You will be the person who puts on the hearing aids and talks, cues and/or signs to your baby throughout the day. You will be the person to tell other team members when the first words come. Other professionals, however, know things that you are still learning about ways to help you and your baby communicate. They can answer your questions, and help you know what questions to ask.

Your advisor can give you information from many different sources, so that you can make the decisions for your child based on his or her individual needs. You will work with your infant/family specialist to become an advocate throughout your child's years of development. Teachers and team members will come and go, but you and your child will grow and develop together.

An audiologist
The audiologist is a very important member of the team. This individual keeps track of the amount of hearing your baby has, fits hearing aids, programs, cochlear implants, and answers your questions about hearing, hearing aids, cochlear implants, and other auditory equipment.

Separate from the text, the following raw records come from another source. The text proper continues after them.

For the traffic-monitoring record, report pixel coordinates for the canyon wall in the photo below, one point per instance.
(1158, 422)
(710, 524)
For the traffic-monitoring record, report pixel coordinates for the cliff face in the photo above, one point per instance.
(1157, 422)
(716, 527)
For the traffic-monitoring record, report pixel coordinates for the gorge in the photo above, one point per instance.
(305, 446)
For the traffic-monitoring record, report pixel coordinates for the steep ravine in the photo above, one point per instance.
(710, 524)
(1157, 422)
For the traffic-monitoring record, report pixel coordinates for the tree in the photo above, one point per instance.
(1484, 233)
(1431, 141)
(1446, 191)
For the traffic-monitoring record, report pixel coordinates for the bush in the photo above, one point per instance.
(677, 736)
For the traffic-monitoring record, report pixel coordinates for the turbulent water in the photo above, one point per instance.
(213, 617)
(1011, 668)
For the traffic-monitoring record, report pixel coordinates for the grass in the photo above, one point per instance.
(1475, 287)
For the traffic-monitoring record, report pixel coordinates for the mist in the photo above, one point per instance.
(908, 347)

An infant/family specialist
When your child is three or older, this role may be filled by a classroom teacher of the deaf and hard of hearing or a speech-language pathologist. Early in your baby's life, you will need a person who specializes in helping families and babies get a good start. This person may have background in a variety of disciplines (e.g., teacher of the deaf, speech-language pathologist; audiologist, special education teacher, early childhood specialist) but must have special expertise in working with infants who are deaf or hard of hearing and their families.

A speech/language therapist
Sometimes, your infant/family specialist is a speech language pathologist who has learned about aural habilitation. Most parent/infant teachers of the deaf and hard of hearing are also trained to help deaf and hard of hearing children begin to develop their voices and their hearing. For children who use sign language, this team member will help you to begin communicating with your baby as quickly and as easily as possible.

A primary care physician
physicianWhether your baby needs to see the family practitioner or pediatrician regularly in order to grow up to be healthy and strong, or whether other physical and medical intervention is needed, your primary care physician must approve and sign the Individualized Family Services Plan developed by your baby's team.

A school district representative
When your baby needs special services, someone with authority to say that the district can and will provide those services needs to be at your IFSP meetings.

An advocate
If you have another individual that you would like to be with you during meetings, you are free to invite your own advocate. This might be someone else in your family, someone who knows your baby well but is not usually on the school MDT, or someone that you feel can help you to make appropriate decisions. Whether or not you bring an advocate is up to you.

Your infant/family specialist or service coordinator will be able to help you get in touch with the other members of your team. It is a good idea to keep a list of school district members, audiologists and doctors with their phone members and e-mail addresses.